Upadacitinib Demonstrates Safety and Efficacy for Atopic Dermatitis

July 21, 2020

Upadacitinib 15 mg and 30 mg outperformed placebo in Measure Up 2, the second part of a phase 3 study on the monotherapy.

Findings of AbbVie’s Measure Up 2, the second part of a phase 3 study, demonstrate upadacitinib (RINVOQ) monotherapy meets primary and secondary endpoints among individuals with moderate to severe atopic dermatitis.

Endpoints included at least a 75% improvement in the Eczema Area Severity Index (EASI 75) from baseline and a validated Investigator’s Global Assessment for Atopic Dermatitis (vIGA-AD)

score of 0/1 (clear or almost clear) at week 16.

Investigators conducted Measure Up 2 to evaluate the safety and efficacy of upadacitinib 15 mg and 30 mg monotherapy versus placebo in both adolescents and adults with atopic dermatitis who were candidates for systemic therapy.

The findings suggested significantly more patients who received either dose of upadacitinib monotherapy showed improvement in skin clearance and reduction in itch compared to placebo at week 16. Further, 60% of patients receiving the 15 mg dose and 73% of those taking 30 mg achieved EASI 75 versus 13% in the placebo group (P <.001). Among those treated with upadacitinib, 39% (15 mg) and 52% (30 mg) achieved vIGA-AD 0/1 compared to 5% of patients receiving placebo (P <.001).

At week 16, 42% of patients in the 15 mg group and 60% of those in the 30 mg group experienced clinically meaningful reductions in itch, defined as improvement in Worst Pruritus Numerical Rating Scale >4. Only 9% of patients receiving placebo achieved such reductions (P <.001). In both dose groups, patients had an early reduction in itch maintained through week 16.

The reduction of itch started after 1 day following the initial dose. Compared to the placebo group, reductions in itch were observed for patients receiving upadacitinib 30 mg 8% versus 1% (P <.001). For those receiving upadacitinib 15 mg, 12% experienced a reduction in itch 2 days following the first dose compared to 3% of patients in the placebo group (P <.001).

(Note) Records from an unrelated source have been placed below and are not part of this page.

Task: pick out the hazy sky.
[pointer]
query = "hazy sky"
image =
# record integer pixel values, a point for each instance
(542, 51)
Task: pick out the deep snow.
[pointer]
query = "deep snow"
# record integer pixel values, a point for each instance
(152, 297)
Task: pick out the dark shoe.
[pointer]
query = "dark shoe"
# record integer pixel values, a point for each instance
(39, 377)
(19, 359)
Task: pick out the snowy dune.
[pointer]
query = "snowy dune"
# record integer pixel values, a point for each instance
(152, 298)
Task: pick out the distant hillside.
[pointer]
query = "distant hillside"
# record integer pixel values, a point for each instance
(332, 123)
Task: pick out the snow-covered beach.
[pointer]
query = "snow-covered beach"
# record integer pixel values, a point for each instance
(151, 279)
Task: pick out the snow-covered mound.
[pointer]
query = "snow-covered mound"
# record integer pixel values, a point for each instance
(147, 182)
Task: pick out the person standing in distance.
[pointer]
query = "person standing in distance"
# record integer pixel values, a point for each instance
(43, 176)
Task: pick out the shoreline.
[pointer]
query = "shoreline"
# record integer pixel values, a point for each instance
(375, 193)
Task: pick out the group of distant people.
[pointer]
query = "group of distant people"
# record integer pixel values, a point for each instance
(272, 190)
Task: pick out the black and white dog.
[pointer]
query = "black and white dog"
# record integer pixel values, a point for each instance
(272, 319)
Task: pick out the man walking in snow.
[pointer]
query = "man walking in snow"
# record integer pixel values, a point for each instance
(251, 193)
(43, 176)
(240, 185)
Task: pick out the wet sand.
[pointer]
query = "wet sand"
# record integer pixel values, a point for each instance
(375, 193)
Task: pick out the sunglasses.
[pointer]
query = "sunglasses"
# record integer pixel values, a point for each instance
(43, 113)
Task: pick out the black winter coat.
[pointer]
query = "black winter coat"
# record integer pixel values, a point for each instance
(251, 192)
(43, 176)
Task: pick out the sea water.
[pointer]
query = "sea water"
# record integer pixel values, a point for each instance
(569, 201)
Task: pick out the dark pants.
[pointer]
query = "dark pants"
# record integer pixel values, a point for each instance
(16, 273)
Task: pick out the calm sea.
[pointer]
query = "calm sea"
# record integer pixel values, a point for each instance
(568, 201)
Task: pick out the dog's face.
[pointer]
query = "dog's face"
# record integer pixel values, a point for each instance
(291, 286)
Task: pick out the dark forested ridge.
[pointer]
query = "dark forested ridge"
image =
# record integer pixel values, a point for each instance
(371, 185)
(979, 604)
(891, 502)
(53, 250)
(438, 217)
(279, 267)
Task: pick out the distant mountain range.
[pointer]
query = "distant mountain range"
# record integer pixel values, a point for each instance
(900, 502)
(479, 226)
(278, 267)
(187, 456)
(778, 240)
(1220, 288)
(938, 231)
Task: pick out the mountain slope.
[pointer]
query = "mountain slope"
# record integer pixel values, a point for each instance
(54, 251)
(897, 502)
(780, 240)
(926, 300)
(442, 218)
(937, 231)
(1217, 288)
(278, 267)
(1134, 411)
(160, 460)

“These data support our continued efforts to provide additional options for those living with moderate to severe atopic dermatitis,” Alan Irvine, MD, DSc, lead study investigator of Measure Up 2, said in a statement.

There were no new safety risks observed compared to the safety profile observed in patients who use upadacitinib for rheumatoid arthritis or psoriatic arthritis.

Serious adverse events occurred in 1.8% of patients in the upadacitinib 15 mg group and 2.5% of those in the 30 mg groups compared to 2.9% of the placebo group. The most common adverse events among patients in the upadacitinib groups were acne, headache, and upper respiratory tract infection.

"We are encouraged by these results that reaffirm the data from Measure Up 1 and underscore the potential impact (upadacitinib) could have for individuals struggling to control their atopic dermatitis," said Michael Severino, MD, vice chairman and president of AbbVie. "We are committed to delivering on the needs of people living with atopic dermatitis, many of whom continue to endure relentless itch and skin symptoms that can interfere with daily activities."